So glad things are looking good Ina, just don't overdue girlfriend big hugs, denise:love_heart:


----------



## Happyflowerlady (Oct 20, 2014)

I am glad that things are going along good, and praying for both of you. Hopefully, more good news today when they move Michael out of ICU, and into the neuropathy ward for treatment. 
Any idea yet when he might be coming home ? 
I wish there was some way that you could connect to wi-fi when you are at the hospital, and then you could be on the forum, and let us know how things are going. I hesitate to call you because I don't know when you might be getting some much-needed rest; so I am kind of leaving contact up to you, but call or IM me anytime, if you just need someone to talk to, Ina. 
I am still looking for an iPhone for you. Then, you could be online while you are at the hospital, at least, and also make and recieve calls.


----------



## AprilT (Oct 20, 2014)

Hi Ina, just seeing you posted.  So glad you will have some help when Michael returns home, that's is so great.  Hoping by now you were able to get some sleep and are feeling better this morning.  

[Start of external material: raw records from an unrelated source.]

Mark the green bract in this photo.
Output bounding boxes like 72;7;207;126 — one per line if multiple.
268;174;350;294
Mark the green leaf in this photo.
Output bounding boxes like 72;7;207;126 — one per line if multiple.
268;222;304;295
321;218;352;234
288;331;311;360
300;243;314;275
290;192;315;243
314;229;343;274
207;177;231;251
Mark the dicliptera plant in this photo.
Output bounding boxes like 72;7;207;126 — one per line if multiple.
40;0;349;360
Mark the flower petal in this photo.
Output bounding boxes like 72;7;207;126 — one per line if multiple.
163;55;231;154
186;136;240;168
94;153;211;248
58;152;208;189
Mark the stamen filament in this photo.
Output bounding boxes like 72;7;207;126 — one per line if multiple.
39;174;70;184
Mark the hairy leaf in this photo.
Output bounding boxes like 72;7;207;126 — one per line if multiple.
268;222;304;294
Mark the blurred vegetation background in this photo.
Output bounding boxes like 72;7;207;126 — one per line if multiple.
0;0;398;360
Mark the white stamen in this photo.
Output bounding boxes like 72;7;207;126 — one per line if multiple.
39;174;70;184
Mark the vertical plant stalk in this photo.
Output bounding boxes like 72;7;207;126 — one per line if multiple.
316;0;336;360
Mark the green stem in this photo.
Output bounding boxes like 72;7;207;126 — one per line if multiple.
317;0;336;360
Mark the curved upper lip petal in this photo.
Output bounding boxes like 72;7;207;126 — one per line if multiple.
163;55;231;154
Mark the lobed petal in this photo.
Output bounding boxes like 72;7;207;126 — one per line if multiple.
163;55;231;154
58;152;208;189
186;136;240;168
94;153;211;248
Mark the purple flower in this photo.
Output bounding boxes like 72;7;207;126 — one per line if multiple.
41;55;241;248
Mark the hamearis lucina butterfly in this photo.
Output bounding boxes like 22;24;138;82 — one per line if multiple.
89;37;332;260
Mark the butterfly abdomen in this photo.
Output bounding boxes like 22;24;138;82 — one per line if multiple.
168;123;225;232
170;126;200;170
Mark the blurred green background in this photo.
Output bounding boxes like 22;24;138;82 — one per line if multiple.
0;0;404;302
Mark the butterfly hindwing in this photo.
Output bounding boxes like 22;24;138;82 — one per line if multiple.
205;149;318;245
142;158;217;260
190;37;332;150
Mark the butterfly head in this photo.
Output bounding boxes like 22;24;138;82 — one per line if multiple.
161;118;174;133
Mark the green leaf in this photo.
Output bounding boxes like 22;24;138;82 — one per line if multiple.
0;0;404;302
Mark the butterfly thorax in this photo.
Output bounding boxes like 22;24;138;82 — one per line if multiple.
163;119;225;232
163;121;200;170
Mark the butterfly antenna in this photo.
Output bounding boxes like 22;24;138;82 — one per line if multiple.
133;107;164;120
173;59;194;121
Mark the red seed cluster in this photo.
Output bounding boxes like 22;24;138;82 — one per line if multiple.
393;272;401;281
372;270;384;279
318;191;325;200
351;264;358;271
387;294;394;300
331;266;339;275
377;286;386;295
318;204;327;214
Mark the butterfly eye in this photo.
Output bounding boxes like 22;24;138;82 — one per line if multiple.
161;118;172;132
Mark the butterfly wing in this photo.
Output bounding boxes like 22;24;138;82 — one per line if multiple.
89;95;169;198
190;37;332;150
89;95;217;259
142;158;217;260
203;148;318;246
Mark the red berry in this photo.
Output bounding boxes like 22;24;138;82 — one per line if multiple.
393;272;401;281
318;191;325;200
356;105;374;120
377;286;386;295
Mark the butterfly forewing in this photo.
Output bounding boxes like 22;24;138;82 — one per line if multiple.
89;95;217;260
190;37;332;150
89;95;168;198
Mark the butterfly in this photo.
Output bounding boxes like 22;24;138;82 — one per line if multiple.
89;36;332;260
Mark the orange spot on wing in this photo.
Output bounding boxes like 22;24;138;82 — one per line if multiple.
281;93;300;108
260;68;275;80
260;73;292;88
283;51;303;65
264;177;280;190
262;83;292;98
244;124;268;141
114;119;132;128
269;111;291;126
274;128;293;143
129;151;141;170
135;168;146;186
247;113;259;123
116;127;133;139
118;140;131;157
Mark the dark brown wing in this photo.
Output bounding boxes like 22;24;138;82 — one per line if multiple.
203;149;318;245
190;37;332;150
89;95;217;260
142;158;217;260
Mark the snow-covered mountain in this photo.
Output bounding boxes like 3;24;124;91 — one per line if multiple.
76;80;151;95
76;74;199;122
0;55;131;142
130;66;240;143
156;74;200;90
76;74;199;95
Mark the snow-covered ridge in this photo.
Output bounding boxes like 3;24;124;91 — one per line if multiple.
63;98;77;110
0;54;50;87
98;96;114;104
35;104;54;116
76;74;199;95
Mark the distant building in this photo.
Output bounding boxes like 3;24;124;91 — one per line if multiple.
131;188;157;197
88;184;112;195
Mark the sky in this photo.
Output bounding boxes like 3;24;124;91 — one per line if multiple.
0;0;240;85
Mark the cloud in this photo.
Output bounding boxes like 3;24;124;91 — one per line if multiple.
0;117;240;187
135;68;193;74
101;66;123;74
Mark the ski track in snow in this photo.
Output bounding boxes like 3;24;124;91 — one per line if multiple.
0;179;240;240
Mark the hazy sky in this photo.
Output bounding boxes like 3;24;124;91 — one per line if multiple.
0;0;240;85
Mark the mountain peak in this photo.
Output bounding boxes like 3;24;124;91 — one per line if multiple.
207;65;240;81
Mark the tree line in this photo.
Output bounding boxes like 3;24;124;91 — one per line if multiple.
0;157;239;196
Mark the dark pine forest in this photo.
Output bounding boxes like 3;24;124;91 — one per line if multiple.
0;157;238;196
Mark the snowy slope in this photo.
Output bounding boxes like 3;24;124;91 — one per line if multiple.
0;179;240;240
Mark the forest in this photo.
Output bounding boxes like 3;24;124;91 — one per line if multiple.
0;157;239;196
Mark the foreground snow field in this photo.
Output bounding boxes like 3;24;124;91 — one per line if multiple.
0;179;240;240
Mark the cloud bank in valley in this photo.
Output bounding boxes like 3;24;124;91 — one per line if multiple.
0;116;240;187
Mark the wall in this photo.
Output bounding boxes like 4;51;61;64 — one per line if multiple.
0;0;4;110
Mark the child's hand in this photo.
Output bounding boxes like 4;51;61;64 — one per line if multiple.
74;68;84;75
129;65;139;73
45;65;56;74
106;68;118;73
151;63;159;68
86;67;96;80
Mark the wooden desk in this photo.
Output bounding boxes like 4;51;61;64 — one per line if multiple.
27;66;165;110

Best wishes for both you and Michael to have better days and much improved health ahead.


----------



## Just plain me (Oct 20, 2014)

Hi Ina! Been trying to catch up on all the threads! Hope today was a good day for Micheal and hope your B/P was down. Remember you have to take care of yourself in order to be there for Hubby!


----------



## Warrigal (Oct 20, 2014)

Hang in there, Ina, and get plenty of rest.
You will need all your strength when Michael comes home.

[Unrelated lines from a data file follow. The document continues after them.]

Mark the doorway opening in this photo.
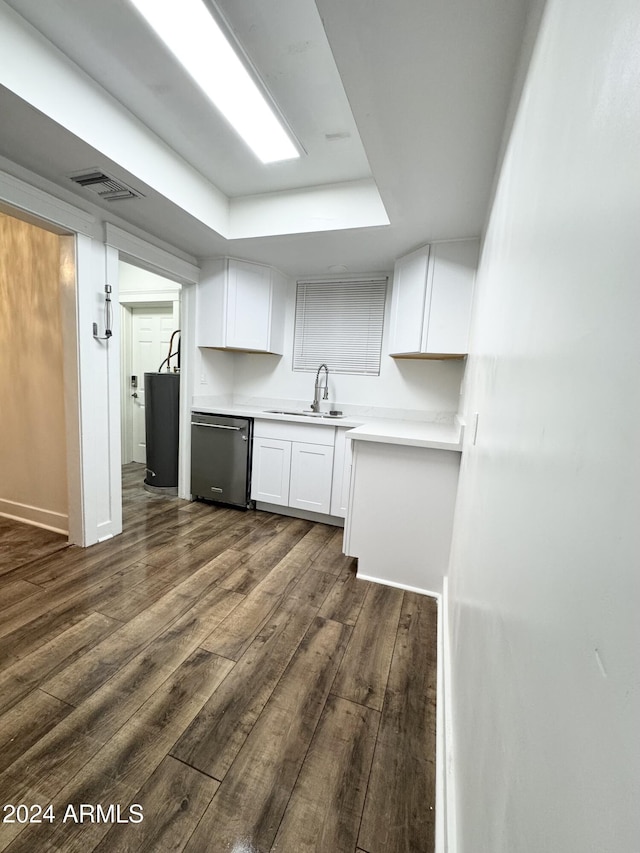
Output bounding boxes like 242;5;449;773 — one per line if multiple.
118;260;182;494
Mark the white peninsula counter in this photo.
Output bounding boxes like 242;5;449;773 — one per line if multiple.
344;421;462;593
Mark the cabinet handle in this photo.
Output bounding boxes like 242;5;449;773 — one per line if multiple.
191;421;244;432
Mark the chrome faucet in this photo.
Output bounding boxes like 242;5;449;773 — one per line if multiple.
311;364;329;412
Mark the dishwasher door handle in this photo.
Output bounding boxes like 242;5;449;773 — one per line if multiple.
191;421;244;432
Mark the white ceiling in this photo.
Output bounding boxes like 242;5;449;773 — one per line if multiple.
0;0;527;274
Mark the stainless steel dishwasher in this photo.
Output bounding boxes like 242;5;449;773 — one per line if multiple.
191;412;253;509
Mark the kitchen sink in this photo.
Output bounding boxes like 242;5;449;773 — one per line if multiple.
264;409;344;418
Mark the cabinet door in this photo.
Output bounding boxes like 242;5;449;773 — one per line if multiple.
226;260;271;352
425;240;479;355
389;246;429;353
289;441;333;514
331;429;352;518
251;438;291;506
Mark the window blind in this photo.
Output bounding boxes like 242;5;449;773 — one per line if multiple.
293;278;387;376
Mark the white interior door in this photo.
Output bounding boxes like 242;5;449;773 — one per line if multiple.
129;303;175;462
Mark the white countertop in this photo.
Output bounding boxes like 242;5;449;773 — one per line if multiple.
347;419;462;451
192;404;463;451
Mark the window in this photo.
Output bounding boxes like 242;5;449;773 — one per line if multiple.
293;278;387;376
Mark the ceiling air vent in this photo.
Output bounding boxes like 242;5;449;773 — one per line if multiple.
68;169;142;201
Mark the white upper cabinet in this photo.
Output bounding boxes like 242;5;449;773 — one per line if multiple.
389;240;479;358
197;258;285;354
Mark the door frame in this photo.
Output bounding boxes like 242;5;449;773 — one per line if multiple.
105;223;200;507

Keep posting because I (we) am concerned for both of you.

:bighug:


----------



## pchrise (Oct 20, 2014)

Hugs to you both.


----------



## Happyflowerlady (Oct 21, 2014)

I just "talked" with Ina (IM) and she is home, and has Michael home also ! ! He must be doing very well if they let him come home already. 
This has been a terribly long day for her, and they are both exhausted; but she asked me to let everyone know the good news, and she will share more tomorrow when she has had a good night's sleep.


----------



## SeaBreeze (Oct 21, 2014)

Thanks for the update on Ina and Michael HFL, glad he is home with her.


----------



## Warrigal (Oct 21, 2014)

Good news. Thanks for the update.


----------



## Denise1952 (Oct 21, 2014)

Oh yeah, he must be doing way good, and I am so glad and thankful for your update HFL!!


----------



## Bettyann (Oct 21, 2014)

YAY for you, Ina!!!! and for Michael!! Love and hugs to you both!!


----------



## pchrise (Oct 22, 2014)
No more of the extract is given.